Why did the founders of the Constitution create the Electoral College? Why did they create a body of elites (electors) who actually decide who the president of the United States will be? Why have we not passed a Constitutional Amendment to rid ourselves of such an archaic institution?

The founders understood intuitively in the summer of 1787 in Philadelphia what we now know factually through research, that about 80 percent of humans are emotional creatures who do not vote according to logic. To protect the people from themselves, the founders created the Electoral College. It acts as a check on the power of the voters.

Those chosen to be electors for the Electoral College were considered to be politically savvy, with the education and the intelligence to override the emotions of the masses and to vote for the good of the nation, rather than for a demagogue who would lead the nation to destruction.

To do this, the electors would have to ignore the vote of the public and, instead, select a candidate who was best for the nation, in their view.

Each state decides who the electors will be. Today, the political parties, based on who wins the popular vote, select the electors. The number of U.S. representatives, plus two senators, determine the number of electors for each state. Washington state, for example, has nine U.S. representatives and two senators giving us 11 electoral votes out of 538.

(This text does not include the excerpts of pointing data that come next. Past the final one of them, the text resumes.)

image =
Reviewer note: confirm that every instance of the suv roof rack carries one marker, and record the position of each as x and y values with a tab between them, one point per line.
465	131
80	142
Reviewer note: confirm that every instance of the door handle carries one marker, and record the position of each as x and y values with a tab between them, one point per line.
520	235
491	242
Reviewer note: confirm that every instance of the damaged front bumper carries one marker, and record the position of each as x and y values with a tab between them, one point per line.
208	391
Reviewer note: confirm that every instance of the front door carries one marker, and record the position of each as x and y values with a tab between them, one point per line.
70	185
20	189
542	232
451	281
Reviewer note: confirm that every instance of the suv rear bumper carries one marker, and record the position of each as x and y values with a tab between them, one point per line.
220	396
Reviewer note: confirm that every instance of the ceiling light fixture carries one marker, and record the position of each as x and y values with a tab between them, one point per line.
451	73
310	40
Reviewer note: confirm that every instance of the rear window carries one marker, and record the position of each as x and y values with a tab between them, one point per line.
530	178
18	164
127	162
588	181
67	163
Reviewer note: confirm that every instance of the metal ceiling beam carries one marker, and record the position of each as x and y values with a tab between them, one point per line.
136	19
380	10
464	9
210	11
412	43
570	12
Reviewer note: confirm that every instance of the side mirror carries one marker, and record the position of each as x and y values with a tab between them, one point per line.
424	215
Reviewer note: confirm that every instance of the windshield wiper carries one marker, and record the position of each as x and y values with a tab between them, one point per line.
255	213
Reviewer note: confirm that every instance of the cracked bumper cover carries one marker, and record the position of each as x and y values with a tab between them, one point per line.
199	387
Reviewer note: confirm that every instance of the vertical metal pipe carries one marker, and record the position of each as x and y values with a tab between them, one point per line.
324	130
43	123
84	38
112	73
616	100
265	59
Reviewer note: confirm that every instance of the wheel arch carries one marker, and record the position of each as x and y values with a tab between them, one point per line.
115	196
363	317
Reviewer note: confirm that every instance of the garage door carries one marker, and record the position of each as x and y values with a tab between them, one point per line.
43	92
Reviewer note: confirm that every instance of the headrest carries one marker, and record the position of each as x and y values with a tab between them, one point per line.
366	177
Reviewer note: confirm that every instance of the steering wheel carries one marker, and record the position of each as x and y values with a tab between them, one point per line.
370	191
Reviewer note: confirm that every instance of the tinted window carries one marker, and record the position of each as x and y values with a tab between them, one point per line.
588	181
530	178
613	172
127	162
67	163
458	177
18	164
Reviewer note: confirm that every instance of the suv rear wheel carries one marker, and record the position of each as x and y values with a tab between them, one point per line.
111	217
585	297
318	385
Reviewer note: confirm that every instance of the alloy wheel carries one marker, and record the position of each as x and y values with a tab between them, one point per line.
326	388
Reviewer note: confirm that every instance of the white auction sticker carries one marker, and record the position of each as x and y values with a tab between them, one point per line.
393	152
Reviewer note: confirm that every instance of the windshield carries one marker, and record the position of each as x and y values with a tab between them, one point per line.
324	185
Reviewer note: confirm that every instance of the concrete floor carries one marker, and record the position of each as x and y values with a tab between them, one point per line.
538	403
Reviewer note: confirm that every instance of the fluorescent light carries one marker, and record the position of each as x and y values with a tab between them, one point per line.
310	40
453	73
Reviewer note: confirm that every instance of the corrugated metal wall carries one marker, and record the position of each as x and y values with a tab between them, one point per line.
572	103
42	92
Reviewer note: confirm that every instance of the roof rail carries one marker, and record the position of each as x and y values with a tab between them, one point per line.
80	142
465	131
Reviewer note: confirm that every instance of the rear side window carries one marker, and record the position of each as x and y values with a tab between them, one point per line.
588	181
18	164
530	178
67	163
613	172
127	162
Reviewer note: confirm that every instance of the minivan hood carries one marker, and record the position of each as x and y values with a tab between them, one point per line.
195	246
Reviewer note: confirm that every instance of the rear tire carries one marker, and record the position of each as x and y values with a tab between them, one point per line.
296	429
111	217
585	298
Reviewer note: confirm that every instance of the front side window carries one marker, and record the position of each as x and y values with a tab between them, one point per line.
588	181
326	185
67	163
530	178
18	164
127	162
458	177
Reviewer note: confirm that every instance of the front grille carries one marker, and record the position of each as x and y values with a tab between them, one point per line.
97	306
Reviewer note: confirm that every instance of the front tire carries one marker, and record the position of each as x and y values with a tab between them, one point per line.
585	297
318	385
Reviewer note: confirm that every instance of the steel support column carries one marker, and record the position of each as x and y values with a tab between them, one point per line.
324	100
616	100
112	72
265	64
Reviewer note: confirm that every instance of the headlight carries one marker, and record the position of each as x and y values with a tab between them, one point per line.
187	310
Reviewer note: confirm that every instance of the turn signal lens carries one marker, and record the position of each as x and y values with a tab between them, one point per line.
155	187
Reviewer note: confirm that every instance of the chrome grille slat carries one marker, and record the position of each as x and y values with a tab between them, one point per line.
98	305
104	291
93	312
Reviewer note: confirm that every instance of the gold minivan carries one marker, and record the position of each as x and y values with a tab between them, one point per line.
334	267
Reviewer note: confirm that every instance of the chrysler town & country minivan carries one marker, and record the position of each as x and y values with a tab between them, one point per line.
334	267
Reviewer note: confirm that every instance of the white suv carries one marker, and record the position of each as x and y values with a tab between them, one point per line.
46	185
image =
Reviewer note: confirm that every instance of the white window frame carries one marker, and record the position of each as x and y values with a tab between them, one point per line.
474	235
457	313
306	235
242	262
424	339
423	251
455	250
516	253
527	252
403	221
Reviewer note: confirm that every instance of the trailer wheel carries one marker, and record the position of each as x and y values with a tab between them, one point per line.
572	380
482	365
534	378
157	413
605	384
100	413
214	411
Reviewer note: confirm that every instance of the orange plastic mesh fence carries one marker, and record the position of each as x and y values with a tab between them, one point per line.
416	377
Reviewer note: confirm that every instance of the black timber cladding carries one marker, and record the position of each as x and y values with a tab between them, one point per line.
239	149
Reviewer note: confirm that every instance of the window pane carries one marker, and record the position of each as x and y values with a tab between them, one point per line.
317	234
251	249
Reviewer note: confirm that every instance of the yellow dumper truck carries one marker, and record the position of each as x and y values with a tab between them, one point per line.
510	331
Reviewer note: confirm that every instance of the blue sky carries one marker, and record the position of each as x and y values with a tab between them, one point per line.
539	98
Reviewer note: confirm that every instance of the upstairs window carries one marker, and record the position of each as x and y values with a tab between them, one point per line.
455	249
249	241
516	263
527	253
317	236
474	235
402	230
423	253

Reality has shown us that the overwhelming majority of electors throughout our presidential election history have not had the courage to buck the popular will. The voters would not have tolerated the electors crossing them.

Amending the Constitution according to Article V and ending the Electoral College would require passage by two-thirds of both houses of Congress and three-fourths of the states to ratify. That is not likely to occur.

It continues to exist because the system gives attention to small, less populous states. If there were no Electoral College, candidates would focus on large populous cities, ignoring the rural areas. Because 270 electoral votes are needed to win a presidential election, every vote counts. This forces the candidates to campaign in all the states, large or small. Small states guard this attention jealously and would never give up their power to the popular vote if a Constitutional Amendment were proposed.

The Electoral College encourages a “winner-takes-all” outcome, meaning we will continue to have a two-party system. Third parties do not have much chance to win, but they can greatly affect the election’s result, as they are very likely to do this November. The Libertarian Party may pick up 10 percent or more of the vote nationwide, mostly from Donald Trump, increasing Hillary Clinton’s chances of victory. (See last week’s In Focus column.)

In the 2000 presidential election, Al Gore won the popular vote by 543,895 more votes than George W. Bush, but lost the election due to Florida’s Electoral College votes favoring Bush. Ralph Nader, the Green Party candidate, stripped 2,882,995 or 2.74 percent of the popular vote, mainly from Gore nationwide, since Nader’s stand was to the left of Gore. Nader received 97,488 popular votes in Florida in 2000. Bush took Florida with only a margin of 537 popular votes. Had Gore won even a portion of Nader’s votes, he would easily have become president in 2000.

Presidential candidates have to gain at least 270 Electoral votes to win the election. That is a little more than half of 538 total Electoral votes. In the 2000 presidential election, Bush won 271 Electoral votes to Gore’s 266, based upon a controversial 5-4 Supreme Court decision over who received Florida’s 25 Electoral votes.

In the 2016 presidential election, had Bernie Sanders decided to bolt the Democratic Party and create his own third party, it is likely Trump would win the general election in November for the same reason that Bush won in 2000.

As you can see, the Electoral College system can and does tip the scale and sometimes skews the results in presidential elections. The founders’ decision to create the College was based upon their distrust of the awareness and clear thinking of U.S. voters. Their decision was a wise one that is not likely to change any time soon.